“Have mercy,” she pleaded just before his fingers wrapped around the doorknob.
He opened the door but stopped for a moment. Maybe he had misheard her. She lowered her knees, which had muffled her voice from having them held against her face. She brushed a stray hair back. She blinked tears away until she could see him and her heart hurt to think this would be the last image she had of him – back turned, head down, one hand on the door and the other clenched in a fist. She wanted to repeat herself but the words had already left.
She did not know what she expected. He couldn’t come back after a fight like that. She couldn’t take him back. She made herself think, though she had to squint her eyes slightly and concentrate very hard to do so. He was still there at the door. That was a sign of something, right?
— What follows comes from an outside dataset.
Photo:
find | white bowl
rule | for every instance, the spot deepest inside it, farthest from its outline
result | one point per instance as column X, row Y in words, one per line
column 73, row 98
“I know you don’t want me right now. I can’t blame you. But I know I can prove you wrong. I know I can show you that I do deserve you and you’re supposed to be with me.” She drew in a ragged breath and waited.
He turned the tiniest bit, but his hand stayed on the door, a loaded gun with his finger on the trigger.
“You decide how long it takes, how many years I have to wait for you. If it’s only one year, you know where to find me. If it’s ten years, just search harder. If it’s not in this lifetime, then we’ll find each other in the next.”
Silence. She wished she could hear him thinking.
“How will I know?” He finally asked. He didn’t have to finish. Years of being together meant she could interpret his meanings even with scant beginnings. She needed a way to let him know if she’d gotten over him, so he didn’t show up one day to find her engaged or something.
She rubbed at her eyes, suddenly exhausted. For the first time she felt her age, instead of feeling like a middle-school preteen, innocent and unhurt and with no self-hatred. Another hair fell in front of her face, and she tucked it behind her ear, frustrated. Then she knew what it had to be.
“When my hair is blonde,” she told him. “Not the light brown it is now, not highlighted, when it is full-out golden, yellow, hay-colored, blonde. That’s when you’ll know.”
He lingered for a moment longer before he shut the door behind him. She didn’t know where he was going. Probably to a friend’s house, another girl’s house, and they would laugh and he would act like nothing had happened. She stayed there on the floor trying to keep herself awake and whole.
It got very quiet again.
She closed her eyes just to rest for a minute.
Before she fell asleep, she wondered how he would interpret it if she dyed her hair darker.